Numerous senior U.S. military officials contend that the army’s development has been hindered by Wardak’s insistence on making his force appear as American as possible — a goal that found ready support from U.S. commanders — and designing it to repel a foreign invasion, not wage a domestic counterinsurgency fight. He urged the Pentagon to give Afghanistan F-16 fighter jets and M1 Abrams battle tanks.
Although those requests were rejected, he succeeded in beating back other U.S. efforts to reshape the security services for counterinsurgency operations, including proposals to make the police larger than the army. He also sought to deploy the army into many remote areas, creating enormous logistics burdens. Because his commanders lack the ability to provide supplies and air support to those forces, U.S. and NATO troops have been forced to fill the gaps and probably will have to keep doing so for years.
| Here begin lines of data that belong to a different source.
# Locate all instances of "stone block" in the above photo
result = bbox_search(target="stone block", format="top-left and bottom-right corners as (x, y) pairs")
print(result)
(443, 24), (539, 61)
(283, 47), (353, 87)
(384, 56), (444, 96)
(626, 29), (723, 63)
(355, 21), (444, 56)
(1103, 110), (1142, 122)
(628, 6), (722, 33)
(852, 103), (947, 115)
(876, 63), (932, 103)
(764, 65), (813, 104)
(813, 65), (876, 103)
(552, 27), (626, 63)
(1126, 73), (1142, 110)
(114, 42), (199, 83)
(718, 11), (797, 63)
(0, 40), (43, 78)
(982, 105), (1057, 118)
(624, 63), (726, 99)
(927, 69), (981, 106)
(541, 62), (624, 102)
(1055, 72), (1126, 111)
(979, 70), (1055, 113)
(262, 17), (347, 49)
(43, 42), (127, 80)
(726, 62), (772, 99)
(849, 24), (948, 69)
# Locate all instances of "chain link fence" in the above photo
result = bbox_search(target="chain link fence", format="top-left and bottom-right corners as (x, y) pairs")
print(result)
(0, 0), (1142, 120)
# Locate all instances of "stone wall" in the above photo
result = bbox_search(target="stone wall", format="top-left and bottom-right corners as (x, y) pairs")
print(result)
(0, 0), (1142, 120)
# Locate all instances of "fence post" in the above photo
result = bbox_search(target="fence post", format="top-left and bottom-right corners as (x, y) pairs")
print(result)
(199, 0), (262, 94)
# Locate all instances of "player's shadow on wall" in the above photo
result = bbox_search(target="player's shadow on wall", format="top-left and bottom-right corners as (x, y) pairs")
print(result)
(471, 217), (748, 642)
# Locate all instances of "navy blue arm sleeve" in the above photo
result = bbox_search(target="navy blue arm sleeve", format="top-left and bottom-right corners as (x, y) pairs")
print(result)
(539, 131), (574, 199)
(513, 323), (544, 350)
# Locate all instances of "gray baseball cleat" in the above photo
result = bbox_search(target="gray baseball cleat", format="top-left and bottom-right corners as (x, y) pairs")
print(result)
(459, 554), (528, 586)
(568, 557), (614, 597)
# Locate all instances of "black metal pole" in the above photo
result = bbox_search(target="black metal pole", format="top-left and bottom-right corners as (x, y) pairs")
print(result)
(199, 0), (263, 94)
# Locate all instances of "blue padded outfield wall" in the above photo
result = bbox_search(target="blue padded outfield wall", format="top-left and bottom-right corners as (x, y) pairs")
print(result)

Wardak, who was removed by the country’s parliament this summer, told Americans that his approach to weaponry and battlefield tactics was aimed as building a close relationship with the U.S. military. “He figured this would be the best way to get us to keep supporting them for years and years,” said a senior U.S. military official who has had numerous conversations with Wardak.
The U.S. and NATO training command in Kabul did not cut corners to reach the 352,000 goal, but several veteran U.S. officers and civilian experts involved in the force development effort contend that the rapid expansion foreclosed approaches used by the military to more successfully build armies in other parts of the world.